Thursday, September 9, 2021

War of words over meat prices

Critics who complain that meat packers are price gouging got an answer from the North American Meat Institute this week explaining that costs have risen and there is competition in the marketplace.


Mark Dopp, chief operating officer for the North American Meat Institute, issued a statement saying “American consumers of most goods and services are seeing higher costs, largely due to a persistent and widespread labor shortage.”


The same day he issued the statement, Tyson announced a 21.6 per cent wage increase for beginning workers. Other packers have also voluntarily hiked their wages to attract and retain workers.


“The meat and poultry industry is no different. Issuing inflammatory statements that ignore the fundamentals of how supply and demand affects markets accomplishes nothing.” Dopp said.


“Meat and poultry markets are competitive and dynamic with no one sector of the industry consistently dominating the market at the expense of another,” he said.


But President Joe Biden’s officials laid the blame on concentration and lack of competition in the meat industry.
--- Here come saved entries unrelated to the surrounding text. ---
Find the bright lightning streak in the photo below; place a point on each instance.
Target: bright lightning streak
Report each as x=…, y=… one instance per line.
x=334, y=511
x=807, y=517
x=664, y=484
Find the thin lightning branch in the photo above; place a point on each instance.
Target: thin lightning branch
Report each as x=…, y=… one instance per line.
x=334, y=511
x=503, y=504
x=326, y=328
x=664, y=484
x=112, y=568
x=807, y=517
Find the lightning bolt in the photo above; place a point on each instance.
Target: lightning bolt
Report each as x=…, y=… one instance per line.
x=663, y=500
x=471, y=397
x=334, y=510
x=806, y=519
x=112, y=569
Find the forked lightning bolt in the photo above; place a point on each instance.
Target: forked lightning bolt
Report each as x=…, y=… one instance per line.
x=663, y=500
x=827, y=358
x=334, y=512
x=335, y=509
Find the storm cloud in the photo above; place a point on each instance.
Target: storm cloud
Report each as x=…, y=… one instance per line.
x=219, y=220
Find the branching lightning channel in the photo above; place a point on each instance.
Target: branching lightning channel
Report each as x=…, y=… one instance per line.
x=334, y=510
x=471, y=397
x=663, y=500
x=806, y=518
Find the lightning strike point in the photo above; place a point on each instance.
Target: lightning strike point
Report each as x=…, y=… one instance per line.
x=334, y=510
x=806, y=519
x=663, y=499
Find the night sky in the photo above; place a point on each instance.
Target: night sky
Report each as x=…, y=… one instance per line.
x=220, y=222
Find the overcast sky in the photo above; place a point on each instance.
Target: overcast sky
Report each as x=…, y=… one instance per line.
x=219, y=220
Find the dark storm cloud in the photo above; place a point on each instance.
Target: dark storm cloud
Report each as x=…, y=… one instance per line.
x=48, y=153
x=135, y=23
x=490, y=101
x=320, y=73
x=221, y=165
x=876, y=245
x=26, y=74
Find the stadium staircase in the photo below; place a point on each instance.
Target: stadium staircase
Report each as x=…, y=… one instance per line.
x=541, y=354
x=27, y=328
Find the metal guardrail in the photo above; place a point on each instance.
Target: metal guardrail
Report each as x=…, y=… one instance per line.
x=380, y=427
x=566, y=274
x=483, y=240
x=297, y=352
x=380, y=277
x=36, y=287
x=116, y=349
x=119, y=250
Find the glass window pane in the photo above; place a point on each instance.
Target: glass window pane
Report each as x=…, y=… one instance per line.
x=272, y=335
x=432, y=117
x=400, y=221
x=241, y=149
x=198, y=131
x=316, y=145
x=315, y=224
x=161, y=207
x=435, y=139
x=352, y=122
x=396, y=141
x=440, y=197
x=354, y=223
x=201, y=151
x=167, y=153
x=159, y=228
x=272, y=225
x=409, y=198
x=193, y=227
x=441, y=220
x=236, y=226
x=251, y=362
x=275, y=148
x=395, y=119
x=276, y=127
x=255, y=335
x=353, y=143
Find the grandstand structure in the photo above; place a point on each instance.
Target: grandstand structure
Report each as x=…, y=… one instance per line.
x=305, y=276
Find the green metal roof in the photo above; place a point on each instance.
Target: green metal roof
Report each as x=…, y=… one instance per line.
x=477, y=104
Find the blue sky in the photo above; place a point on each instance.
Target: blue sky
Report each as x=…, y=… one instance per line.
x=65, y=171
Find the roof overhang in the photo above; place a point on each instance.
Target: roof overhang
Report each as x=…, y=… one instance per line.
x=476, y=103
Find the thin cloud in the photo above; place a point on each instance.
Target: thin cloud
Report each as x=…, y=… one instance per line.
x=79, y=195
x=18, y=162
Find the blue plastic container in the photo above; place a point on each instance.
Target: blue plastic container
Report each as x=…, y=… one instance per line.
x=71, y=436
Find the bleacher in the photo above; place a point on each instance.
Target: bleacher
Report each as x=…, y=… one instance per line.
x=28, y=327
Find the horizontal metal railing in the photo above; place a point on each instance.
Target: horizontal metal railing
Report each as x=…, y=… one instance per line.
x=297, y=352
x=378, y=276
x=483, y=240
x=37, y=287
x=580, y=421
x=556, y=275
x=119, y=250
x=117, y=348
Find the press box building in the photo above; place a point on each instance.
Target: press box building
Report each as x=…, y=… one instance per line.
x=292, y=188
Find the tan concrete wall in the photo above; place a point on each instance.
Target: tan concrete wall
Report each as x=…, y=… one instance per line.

The Biden administration said it is ready to take "bold action" to enforce antitrust laws.


White House officials said the three meat items – beef, pork and chicken - were responsible for half of the total increase in the price of food consumed at home since December 2020. 


Four large companies control the majority of the market for those products and have raised prices while generating record profits during the pandemic, they said.

 

Major meat packers have reached multi-million-dollar out-of-court settlements to class-action lawsuits for pork, beef and chicken, claiming the companies conspired to rig prices to their collective advantage.